Надо вспомнить центральный вопрос кантовской "Критики" — “Как возможны синтетические априорные суждения?”, никогда еще до этого не задававшийся в философии, хотя именно на указанных суждениях и покоилась вся логика естественнонаучного познания, и перенести — mutatis mutandis — этот вопрос в сферу филологии, где он получил бы единственно адекватную формулировку: "Как возможна Греция?" (ср.: Т.В. Strong, Friеdrich Nietzsche and the Politics of Transfiguration. Univ. of California Press, 1975. P. 36–37), — именно таковой, хотя и без кантовской терминологии, окажется философская интенция "Рождения трагедии". Пафос "Критики чистого разума" трансформируется здесь в «Критику чистой Греции», ибо едва ли стоило специально оговаривать такую очевидную параллель, как релевантная идентичность филологической "Греции" и логико-методологических "синтетических априорных суждений". Указанная трансформация метода со временем станет привычной процедурой — Кассирер и Леви-Стросс применят ее к мифу, Юнг — к бессознательному, а, скажем, Э.Ласк — к самой кантовской философии; следует, однако, отметить, что в случае ''Рождения трагедии" она носит исключительно формальный характер, так что о содержательной аналогии с Кантом не может быть и речи. Возможность ницшевской "Греции" конституировалась в существенно ином ключе; здесь догматически-классической парадигме «чистого» эллинского мира, изживающего свой художественный гений, казалось бы, в кредит и в назидание будущим поколениям, противопоставлен образ иной Греции — критический, кризисный, во всех смыслах «нечистый», поскольку скрывающий за потемкинским камуфляжем достижений свирепый разгул хаоса и невменяемое. Ницшевское априори: "Нет прекрасной поверхности без ужасной глубины" (KSA 7,159), скликающееся с тютчевским: "О, страшных песен сих не пой, под ними хаос шевелится", оказалось как бы универсальной категориальной формой, синтезируюшей именно этот материал; понять феномен греческой красоты не в прекраснодушном скольжении по поверхности, а в генеалогической вертикали погружения в глубину, и значило узреть "шевелящийся хаос", парализующую голову Медузы до отражения её в аполлоническом щите Персея.
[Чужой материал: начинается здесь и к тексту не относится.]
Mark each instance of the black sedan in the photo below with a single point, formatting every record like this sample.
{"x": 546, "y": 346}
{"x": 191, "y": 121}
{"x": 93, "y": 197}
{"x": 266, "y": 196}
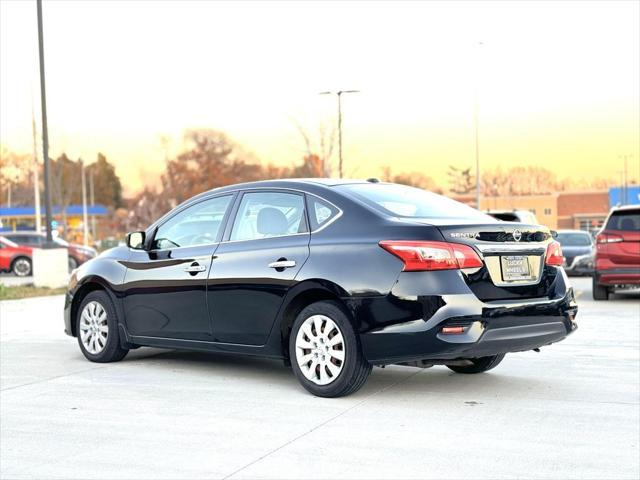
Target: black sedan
{"x": 578, "y": 250}
{"x": 333, "y": 277}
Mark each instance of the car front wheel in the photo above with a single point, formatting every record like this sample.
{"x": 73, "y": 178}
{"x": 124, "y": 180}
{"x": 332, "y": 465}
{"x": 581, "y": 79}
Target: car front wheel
{"x": 21, "y": 267}
{"x": 600, "y": 292}
{"x": 478, "y": 365}
{"x": 325, "y": 352}
{"x": 97, "y": 329}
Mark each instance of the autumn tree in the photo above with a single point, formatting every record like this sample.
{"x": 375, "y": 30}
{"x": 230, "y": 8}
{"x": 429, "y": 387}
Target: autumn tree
{"x": 210, "y": 160}
{"x": 411, "y": 179}
{"x": 318, "y": 151}
{"x": 16, "y": 178}
{"x": 461, "y": 180}
{"x": 519, "y": 181}
{"x": 106, "y": 183}
{"x": 66, "y": 187}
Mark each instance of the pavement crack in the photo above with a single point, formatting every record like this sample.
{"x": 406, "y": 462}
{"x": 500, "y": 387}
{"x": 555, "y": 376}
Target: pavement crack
{"x": 320, "y": 425}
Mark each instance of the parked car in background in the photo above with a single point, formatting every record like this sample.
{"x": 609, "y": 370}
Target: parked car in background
{"x": 522, "y": 216}
{"x": 577, "y": 247}
{"x": 78, "y": 254}
{"x": 14, "y": 258}
{"x": 331, "y": 276}
{"x": 617, "y": 258}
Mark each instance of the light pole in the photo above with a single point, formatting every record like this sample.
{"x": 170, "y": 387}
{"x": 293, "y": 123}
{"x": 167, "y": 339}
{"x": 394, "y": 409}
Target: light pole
{"x": 45, "y": 134}
{"x": 339, "y": 95}
{"x": 476, "y": 124}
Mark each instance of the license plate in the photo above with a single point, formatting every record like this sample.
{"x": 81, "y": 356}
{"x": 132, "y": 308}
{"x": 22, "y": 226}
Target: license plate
{"x": 515, "y": 267}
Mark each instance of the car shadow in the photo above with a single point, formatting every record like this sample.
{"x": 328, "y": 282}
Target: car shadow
{"x": 383, "y": 382}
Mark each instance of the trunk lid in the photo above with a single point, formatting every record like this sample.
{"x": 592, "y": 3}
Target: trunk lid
{"x": 513, "y": 255}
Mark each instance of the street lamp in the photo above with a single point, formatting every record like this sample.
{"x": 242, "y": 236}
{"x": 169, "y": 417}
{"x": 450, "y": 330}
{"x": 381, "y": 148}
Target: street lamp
{"x": 45, "y": 134}
{"x": 339, "y": 95}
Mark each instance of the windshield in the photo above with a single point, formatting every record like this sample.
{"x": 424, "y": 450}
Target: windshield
{"x": 7, "y": 242}
{"x": 625, "y": 220}
{"x": 574, "y": 239}
{"x": 403, "y": 201}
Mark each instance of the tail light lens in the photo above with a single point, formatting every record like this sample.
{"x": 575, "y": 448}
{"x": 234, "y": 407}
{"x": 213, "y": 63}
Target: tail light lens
{"x": 554, "y": 255}
{"x": 608, "y": 238}
{"x": 419, "y": 256}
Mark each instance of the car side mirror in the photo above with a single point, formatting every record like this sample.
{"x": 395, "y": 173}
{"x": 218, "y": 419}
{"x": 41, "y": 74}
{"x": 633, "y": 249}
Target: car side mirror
{"x": 135, "y": 240}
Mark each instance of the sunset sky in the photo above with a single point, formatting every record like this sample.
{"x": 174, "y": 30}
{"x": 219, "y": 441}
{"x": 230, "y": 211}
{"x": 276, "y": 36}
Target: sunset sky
{"x": 558, "y": 82}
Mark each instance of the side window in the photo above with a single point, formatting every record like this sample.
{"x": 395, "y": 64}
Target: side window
{"x": 320, "y": 212}
{"x": 197, "y": 225}
{"x": 269, "y": 214}
{"x": 624, "y": 220}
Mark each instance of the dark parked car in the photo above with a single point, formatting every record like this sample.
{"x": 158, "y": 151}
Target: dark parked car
{"x": 14, "y": 258}
{"x": 578, "y": 250}
{"x": 521, "y": 216}
{"x": 78, "y": 254}
{"x": 333, "y": 277}
{"x": 618, "y": 253}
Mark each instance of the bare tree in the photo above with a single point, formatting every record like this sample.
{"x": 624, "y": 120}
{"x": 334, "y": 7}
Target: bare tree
{"x": 322, "y": 148}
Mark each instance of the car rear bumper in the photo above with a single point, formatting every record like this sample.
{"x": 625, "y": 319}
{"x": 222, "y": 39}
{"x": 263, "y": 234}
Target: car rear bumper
{"x": 489, "y": 328}
{"x": 618, "y": 276}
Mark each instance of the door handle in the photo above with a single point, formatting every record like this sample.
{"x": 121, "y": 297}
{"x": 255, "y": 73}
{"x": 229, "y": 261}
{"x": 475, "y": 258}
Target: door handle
{"x": 195, "y": 268}
{"x": 282, "y": 264}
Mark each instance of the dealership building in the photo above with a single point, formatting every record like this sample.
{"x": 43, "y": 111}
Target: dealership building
{"x": 581, "y": 210}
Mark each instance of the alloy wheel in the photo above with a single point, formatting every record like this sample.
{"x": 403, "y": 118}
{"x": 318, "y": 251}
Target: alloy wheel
{"x": 320, "y": 349}
{"x": 94, "y": 329}
{"x": 22, "y": 267}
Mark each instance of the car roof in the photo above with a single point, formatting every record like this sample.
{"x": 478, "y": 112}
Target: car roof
{"x": 625, "y": 207}
{"x": 287, "y": 183}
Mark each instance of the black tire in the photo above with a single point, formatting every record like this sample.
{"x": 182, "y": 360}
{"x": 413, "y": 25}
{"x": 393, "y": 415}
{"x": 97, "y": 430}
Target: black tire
{"x": 355, "y": 369}
{"x": 73, "y": 263}
{"x": 482, "y": 364}
{"x": 22, "y": 267}
{"x": 600, "y": 292}
{"x": 112, "y": 350}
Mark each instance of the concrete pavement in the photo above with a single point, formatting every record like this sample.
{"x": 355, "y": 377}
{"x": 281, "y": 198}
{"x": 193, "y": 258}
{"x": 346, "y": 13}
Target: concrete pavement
{"x": 571, "y": 411}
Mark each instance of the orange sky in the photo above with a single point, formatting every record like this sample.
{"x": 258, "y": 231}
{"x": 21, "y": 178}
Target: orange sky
{"x": 558, "y": 82}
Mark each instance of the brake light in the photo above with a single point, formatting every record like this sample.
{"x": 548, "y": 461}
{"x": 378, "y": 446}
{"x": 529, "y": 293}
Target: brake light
{"x": 418, "y": 256}
{"x": 608, "y": 238}
{"x": 554, "y": 255}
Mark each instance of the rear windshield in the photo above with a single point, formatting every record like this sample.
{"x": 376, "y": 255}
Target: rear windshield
{"x": 403, "y": 201}
{"x": 507, "y": 217}
{"x": 574, "y": 239}
{"x": 625, "y": 220}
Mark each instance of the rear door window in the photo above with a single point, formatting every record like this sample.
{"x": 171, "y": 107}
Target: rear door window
{"x": 320, "y": 212}
{"x": 269, "y": 214}
{"x": 625, "y": 220}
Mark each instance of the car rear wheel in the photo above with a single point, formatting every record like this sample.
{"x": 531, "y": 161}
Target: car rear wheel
{"x": 600, "y": 292}
{"x": 478, "y": 365}
{"x": 325, "y": 351}
{"x": 97, "y": 329}
{"x": 21, "y": 267}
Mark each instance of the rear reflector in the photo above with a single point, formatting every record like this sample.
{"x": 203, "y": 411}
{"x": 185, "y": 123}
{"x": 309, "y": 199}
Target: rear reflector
{"x": 554, "y": 255}
{"x": 420, "y": 256}
{"x": 452, "y": 330}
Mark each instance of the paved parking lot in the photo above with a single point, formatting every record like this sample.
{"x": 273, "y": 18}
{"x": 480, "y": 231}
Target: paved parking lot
{"x": 571, "y": 411}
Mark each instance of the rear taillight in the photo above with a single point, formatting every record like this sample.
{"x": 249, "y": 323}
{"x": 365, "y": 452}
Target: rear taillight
{"x": 554, "y": 255}
{"x": 432, "y": 255}
{"x": 608, "y": 238}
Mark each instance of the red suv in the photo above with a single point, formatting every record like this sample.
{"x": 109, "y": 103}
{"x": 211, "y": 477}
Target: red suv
{"x": 617, "y": 262}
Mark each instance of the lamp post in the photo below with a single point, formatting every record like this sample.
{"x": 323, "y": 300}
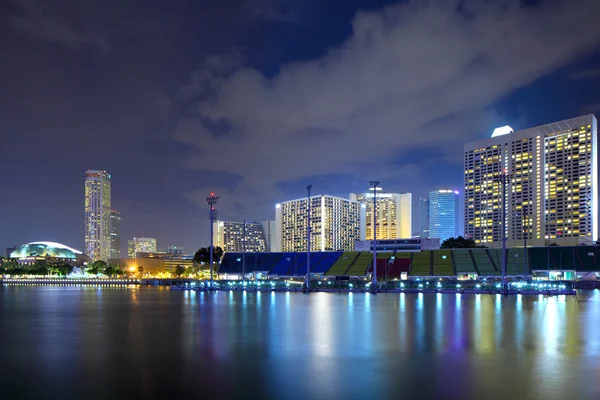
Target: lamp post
{"x": 211, "y": 200}
{"x": 307, "y": 279}
{"x": 504, "y": 178}
{"x": 374, "y": 278}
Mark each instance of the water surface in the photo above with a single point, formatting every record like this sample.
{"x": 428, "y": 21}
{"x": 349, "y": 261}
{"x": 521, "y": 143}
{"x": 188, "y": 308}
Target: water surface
{"x": 137, "y": 342}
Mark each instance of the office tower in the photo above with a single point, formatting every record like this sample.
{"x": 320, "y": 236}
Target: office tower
{"x": 423, "y": 217}
{"x": 336, "y": 223}
{"x": 97, "y": 215}
{"x": 115, "y": 234}
{"x": 443, "y": 214}
{"x": 270, "y": 235}
{"x": 140, "y": 245}
{"x": 175, "y": 250}
{"x": 230, "y": 236}
{"x": 552, "y": 189}
{"x": 394, "y": 214}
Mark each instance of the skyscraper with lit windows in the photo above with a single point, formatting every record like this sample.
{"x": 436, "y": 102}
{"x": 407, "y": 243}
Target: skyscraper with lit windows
{"x": 335, "y": 224}
{"x": 97, "y": 214}
{"x": 552, "y": 189}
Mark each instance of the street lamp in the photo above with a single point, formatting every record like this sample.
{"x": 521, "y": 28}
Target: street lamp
{"x": 307, "y": 278}
{"x": 211, "y": 200}
{"x": 374, "y": 278}
{"x": 503, "y": 178}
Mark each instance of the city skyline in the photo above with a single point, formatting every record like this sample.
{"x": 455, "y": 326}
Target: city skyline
{"x": 296, "y": 118}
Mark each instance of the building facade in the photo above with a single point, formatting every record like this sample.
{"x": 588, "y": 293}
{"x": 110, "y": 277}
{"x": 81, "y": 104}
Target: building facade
{"x": 443, "y": 214}
{"x": 394, "y": 214}
{"x": 336, "y": 223}
{"x": 97, "y": 214}
{"x": 551, "y": 193}
{"x": 115, "y": 234}
{"x": 140, "y": 245}
{"x": 239, "y": 236}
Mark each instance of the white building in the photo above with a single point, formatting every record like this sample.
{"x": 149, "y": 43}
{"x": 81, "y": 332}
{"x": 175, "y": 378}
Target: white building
{"x": 140, "y": 245}
{"x": 552, "y": 190}
{"x": 394, "y": 214}
{"x": 336, "y": 223}
{"x": 97, "y": 215}
{"x": 234, "y": 236}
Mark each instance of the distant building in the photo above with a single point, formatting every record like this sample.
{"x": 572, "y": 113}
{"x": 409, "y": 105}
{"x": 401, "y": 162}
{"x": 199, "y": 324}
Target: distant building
{"x": 336, "y": 223}
{"x": 443, "y": 214}
{"x": 552, "y": 192}
{"x": 423, "y": 217}
{"x": 414, "y": 244}
{"x": 140, "y": 245}
{"x": 270, "y": 230}
{"x": 394, "y": 214}
{"x": 97, "y": 214}
{"x": 115, "y": 234}
{"x": 237, "y": 235}
{"x": 175, "y": 250}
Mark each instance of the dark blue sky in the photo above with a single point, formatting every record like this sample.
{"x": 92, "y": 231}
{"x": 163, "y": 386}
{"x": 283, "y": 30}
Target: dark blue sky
{"x": 255, "y": 99}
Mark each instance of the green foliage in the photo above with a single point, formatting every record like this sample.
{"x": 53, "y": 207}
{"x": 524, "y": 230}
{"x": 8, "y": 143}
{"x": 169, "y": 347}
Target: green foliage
{"x": 459, "y": 243}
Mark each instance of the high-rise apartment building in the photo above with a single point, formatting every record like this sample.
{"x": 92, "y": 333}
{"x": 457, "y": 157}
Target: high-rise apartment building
{"x": 336, "y": 223}
{"x": 394, "y": 214}
{"x": 140, "y": 245}
{"x": 443, "y": 214}
{"x": 552, "y": 186}
{"x": 235, "y": 235}
{"x": 423, "y": 217}
{"x": 97, "y": 215}
{"x": 115, "y": 234}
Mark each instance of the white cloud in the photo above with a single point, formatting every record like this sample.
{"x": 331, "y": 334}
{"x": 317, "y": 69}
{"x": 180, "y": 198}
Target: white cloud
{"x": 405, "y": 68}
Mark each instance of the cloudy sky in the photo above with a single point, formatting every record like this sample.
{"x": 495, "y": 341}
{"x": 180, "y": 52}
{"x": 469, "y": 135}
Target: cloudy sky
{"x": 255, "y": 99}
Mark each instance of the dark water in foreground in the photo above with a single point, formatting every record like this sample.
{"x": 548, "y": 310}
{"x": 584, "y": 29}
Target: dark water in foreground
{"x": 150, "y": 343}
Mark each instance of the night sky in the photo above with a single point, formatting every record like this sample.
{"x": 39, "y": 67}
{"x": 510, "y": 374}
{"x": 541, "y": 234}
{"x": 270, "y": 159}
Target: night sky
{"x": 255, "y": 99}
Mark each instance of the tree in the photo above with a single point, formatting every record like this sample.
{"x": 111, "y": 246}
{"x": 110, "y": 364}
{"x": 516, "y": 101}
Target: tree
{"x": 96, "y": 267}
{"x": 459, "y": 243}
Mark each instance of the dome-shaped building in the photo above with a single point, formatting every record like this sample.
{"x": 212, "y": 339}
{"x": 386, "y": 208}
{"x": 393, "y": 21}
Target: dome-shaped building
{"x": 33, "y": 251}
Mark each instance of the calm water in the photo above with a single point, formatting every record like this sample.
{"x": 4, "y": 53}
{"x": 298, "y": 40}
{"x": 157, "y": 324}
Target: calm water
{"x": 99, "y": 343}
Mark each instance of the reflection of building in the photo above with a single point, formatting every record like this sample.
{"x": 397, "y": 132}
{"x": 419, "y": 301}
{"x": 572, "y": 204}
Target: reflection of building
{"x": 175, "y": 250}
{"x": 553, "y": 190}
{"x": 231, "y": 236}
{"x": 270, "y": 235}
{"x": 97, "y": 215}
{"x": 443, "y": 214}
{"x": 415, "y": 244}
{"x": 140, "y": 245}
{"x": 48, "y": 251}
{"x": 115, "y": 234}
{"x": 336, "y": 223}
{"x": 394, "y": 214}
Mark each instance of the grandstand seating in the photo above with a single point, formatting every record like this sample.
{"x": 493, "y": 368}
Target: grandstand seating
{"x": 515, "y": 263}
{"x": 343, "y": 263}
{"x": 325, "y": 262}
{"x": 442, "y": 263}
{"x": 282, "y": 267}
{"x": 483, "y": 263}
{"x": 463, "y": 262}
{"x": 360, "y": 265}
{"x": 421, "y": 264}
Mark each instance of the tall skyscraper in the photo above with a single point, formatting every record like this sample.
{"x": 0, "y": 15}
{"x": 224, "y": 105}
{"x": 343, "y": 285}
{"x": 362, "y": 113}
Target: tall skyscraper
{"x": 336, "y": 223}
{"x": 140, "y": 245}
{"x": 115, "y": 234}
{"x": 443, "y": 214}
{"x": 230, "y": 236}
{"x": 552, "y": 189}
{"x": 97, "y": 215}
{"x": 394, "y": 214}
{"x": 423, "y": 217}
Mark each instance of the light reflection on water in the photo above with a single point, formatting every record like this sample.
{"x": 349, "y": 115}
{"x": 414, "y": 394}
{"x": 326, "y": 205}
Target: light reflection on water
{"x": 146, "y": 342}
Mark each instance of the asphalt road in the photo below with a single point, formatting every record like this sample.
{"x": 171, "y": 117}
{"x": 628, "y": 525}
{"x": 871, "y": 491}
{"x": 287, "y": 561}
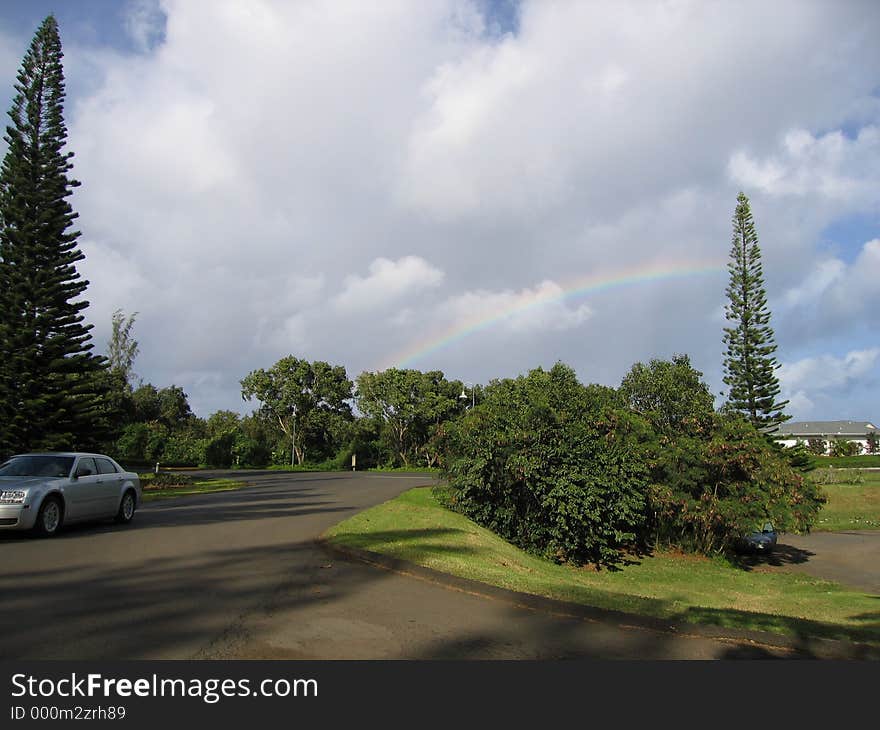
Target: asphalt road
{"x": 239, "y": 575}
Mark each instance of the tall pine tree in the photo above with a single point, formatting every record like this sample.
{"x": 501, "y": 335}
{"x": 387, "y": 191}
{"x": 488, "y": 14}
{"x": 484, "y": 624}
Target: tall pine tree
{"x": 749, "y": 364}
{"x": 49, "y": 379}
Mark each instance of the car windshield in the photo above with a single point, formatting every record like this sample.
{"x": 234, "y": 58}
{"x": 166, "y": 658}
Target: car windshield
{"x": 37, "y": 466}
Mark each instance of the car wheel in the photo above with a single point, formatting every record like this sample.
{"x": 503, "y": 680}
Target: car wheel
{"x": 126, "y": 508}
{"x": 50, "y": 517}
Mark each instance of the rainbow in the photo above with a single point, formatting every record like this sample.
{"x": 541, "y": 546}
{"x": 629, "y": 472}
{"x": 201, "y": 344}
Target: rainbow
{"x": 579, "y": 287}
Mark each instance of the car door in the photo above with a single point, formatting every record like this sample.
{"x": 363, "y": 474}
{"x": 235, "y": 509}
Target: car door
{"x": 111, "y": 486}
{"x": 83, "y": 495}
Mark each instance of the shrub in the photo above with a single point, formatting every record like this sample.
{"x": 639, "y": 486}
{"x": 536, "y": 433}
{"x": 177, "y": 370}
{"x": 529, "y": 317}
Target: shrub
{"x": 541, "y": 465}
{"x": 712, "y": 487}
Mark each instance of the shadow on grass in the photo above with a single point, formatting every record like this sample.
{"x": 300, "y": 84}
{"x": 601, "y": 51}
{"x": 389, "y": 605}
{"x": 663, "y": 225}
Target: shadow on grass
{"x": 781, "y": 556}
{"x": 420, "y": 545}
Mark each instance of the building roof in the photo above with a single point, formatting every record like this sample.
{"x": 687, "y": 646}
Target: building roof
{"x": 826, "y": 428}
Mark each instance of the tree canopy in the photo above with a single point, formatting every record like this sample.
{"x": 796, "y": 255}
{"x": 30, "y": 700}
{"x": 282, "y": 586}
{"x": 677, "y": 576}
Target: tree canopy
{"x": 749, "y": 364}
{"x": 50, "y": 382}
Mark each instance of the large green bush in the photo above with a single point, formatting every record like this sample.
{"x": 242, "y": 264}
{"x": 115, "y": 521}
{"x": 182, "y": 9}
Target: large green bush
{"x": 548, "y": 466}
{"x": 712, "y": 486}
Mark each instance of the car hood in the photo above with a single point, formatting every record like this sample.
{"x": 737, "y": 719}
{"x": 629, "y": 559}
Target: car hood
{"x": 761, "y": 536}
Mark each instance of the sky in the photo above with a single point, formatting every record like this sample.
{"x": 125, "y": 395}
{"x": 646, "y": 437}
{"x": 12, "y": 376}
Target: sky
{"x": 476, "y": 186}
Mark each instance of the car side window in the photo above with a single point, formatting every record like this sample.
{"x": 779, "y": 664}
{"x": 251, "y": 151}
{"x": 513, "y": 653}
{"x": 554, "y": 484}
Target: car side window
{"x": 105, "y": 466}
{"x": 85, "y": 467}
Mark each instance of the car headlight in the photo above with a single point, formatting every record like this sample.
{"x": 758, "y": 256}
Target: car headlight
{"x": 12, "y": 496}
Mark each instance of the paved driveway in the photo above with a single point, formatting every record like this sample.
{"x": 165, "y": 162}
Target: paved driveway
{"x": 239, "y": 575}
{"x": 851, "y": 558}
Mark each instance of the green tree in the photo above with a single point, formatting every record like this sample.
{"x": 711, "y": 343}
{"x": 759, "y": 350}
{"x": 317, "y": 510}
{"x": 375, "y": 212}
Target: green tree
{"x": 749, "y": 364}
{"x": 411, "y": 405}
{"x": 543, "y": 463}
{"x": 722, "y": 480}
{"x": 122, "y": 348}
{"x": 297, "y": 395}
{"x": 50, "y": 383}
{"x": 669, "y": 393}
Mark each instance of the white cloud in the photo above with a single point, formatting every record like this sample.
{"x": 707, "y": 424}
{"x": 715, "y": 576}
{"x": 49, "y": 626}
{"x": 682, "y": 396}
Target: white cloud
{"x": 533, "y": 309}
{"x": 829, "y": 166}
{"x": 827, "y": 372}
{"x": 340, "y": 180}
{"x": 836, "y": 297}
{"x": 387, "y": 282}
{"x": 144, "y": 22}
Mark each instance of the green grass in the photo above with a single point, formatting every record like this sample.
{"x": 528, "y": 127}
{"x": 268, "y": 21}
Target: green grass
{"x": 415, "y": 527}
{"x": 848, "y": 462}
{"x": 853, "y": 499}
{"x": 203, "y": 486}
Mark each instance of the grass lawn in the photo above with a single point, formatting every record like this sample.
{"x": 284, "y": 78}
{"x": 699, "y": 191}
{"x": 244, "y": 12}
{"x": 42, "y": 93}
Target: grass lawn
{"x": 196, "y": 487}
{"x": 853, "y": 499}
{"x": 847, "y": 462}
{"x": 415, "y": 527}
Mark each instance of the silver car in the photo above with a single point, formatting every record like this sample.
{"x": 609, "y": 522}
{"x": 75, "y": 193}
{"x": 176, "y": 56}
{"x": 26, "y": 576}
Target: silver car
{"x": 43, "y": 491}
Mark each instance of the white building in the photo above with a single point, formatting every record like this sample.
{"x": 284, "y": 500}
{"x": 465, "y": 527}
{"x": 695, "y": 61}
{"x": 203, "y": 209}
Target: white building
{"x": 790, "y": 433}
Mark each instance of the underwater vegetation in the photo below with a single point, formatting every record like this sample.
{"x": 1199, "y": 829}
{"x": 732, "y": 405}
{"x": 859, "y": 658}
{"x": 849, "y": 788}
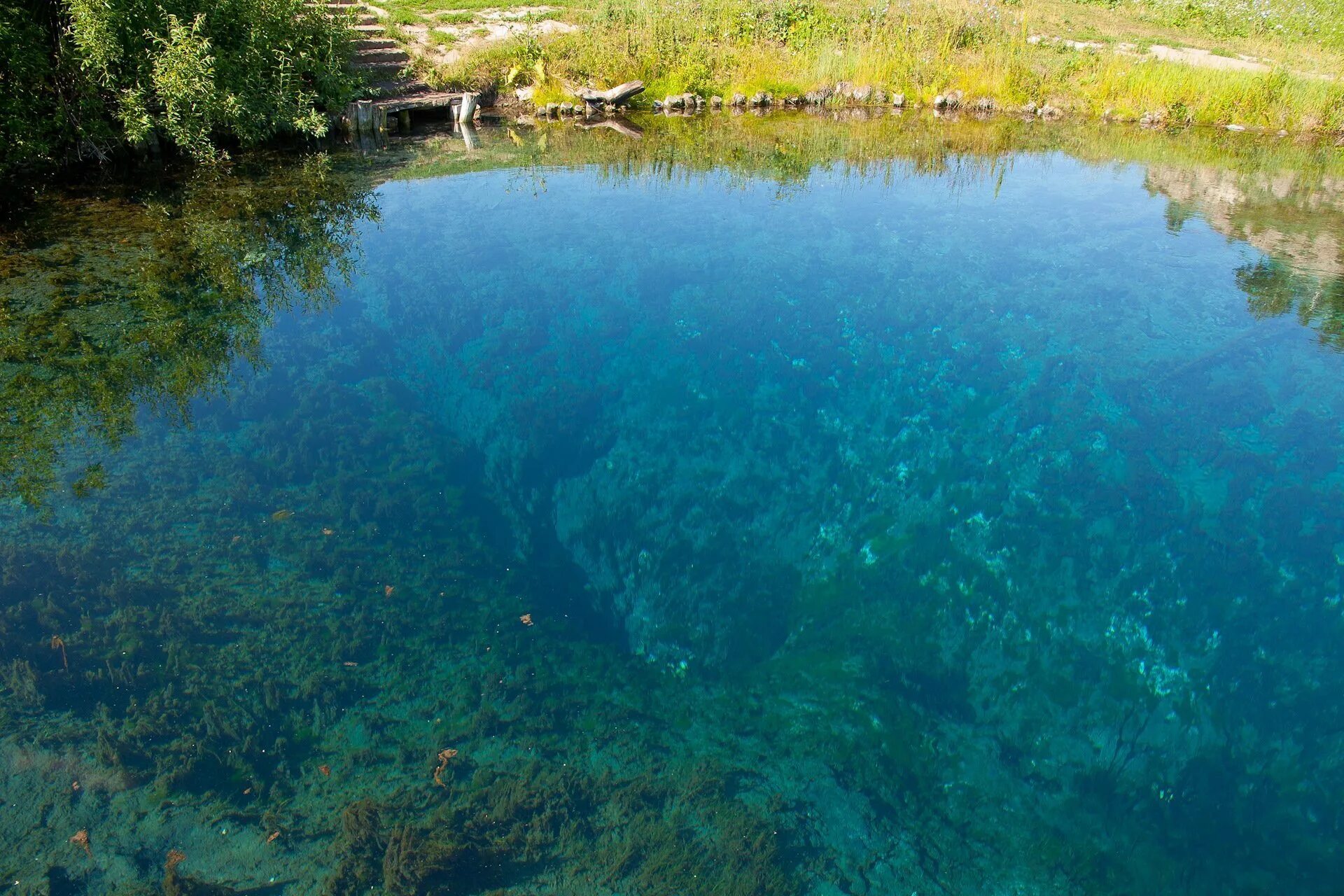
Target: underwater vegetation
{"x": 120, "y": 301}
{"x": 901, "y": 510}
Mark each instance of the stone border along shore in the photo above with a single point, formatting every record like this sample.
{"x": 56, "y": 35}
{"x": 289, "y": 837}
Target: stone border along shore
{"x": 866, "y": 97}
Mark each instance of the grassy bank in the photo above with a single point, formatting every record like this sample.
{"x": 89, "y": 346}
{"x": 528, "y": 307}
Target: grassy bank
{"x": 1011, "y": 51}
Нетрудно догадаться, что филология оказывалась здесь уже не у дел; от филолога требовалось одно: добросовестно открывать одну за другой все шесть дверей и не приближаться к седьмой. Филолог мог и обязан был быть ученым толкователем письмен — при условии, что дело ограничивалось двухмерной проекцией печатной страницы; ему дозволялось даже пользоваться чисто компенсационными или релаксационными льготами вроде забавных прихотей Prugelknabenmethode; что возбранялось ему раз и навсегда, так это донкихотская аберрация восприятия, где печатная страница вырельефливалась в реальность и сплетала приватности академической карьеры с превратностями личных судеб. Но как раз в этом и концентрировалась вся неповторимая специфика феномена Ницше, цельность и непротиворечивость его характера, верность самому себе; здесь он шел до конка, сея вокруг смятение и устилая свой жизненный путь бесконечными разрывами, сначала с филологами, потом с Вагнером, метафизикой, романтикой, пессимизмом, христианством, самым близким и родным; на этой стезе самоидентификации личных судеб с судьбами Европы — первое и обязательное условие культурного гения первого ранга — срывались так или иначе многие, и в первую очередь Вагнер, не выдержавший испытания "семью одиночествами" и забывший об Итаке в театральном бумбуме Байрейта; автор "Рождения трагедии" не мог успокоиться до самой грани, на которой неизбежным оказывалось раскавычивание "Рождения трагедии" и перенос действа из Элевсинских мистерий в базельский, а потом и в йенский желтый дом. "Невозможная книга" — в этой будущей самооценке Ницше проговорится не просто обычная в таких случаях досада зрелого автора на дефекты юношеского вдохновения, а недовольство канто-шопенгауэро-вагнеровским камуфляжем, помешавшим "Рождению трагедии" стать первым по счету "Несвоевременным размышлением".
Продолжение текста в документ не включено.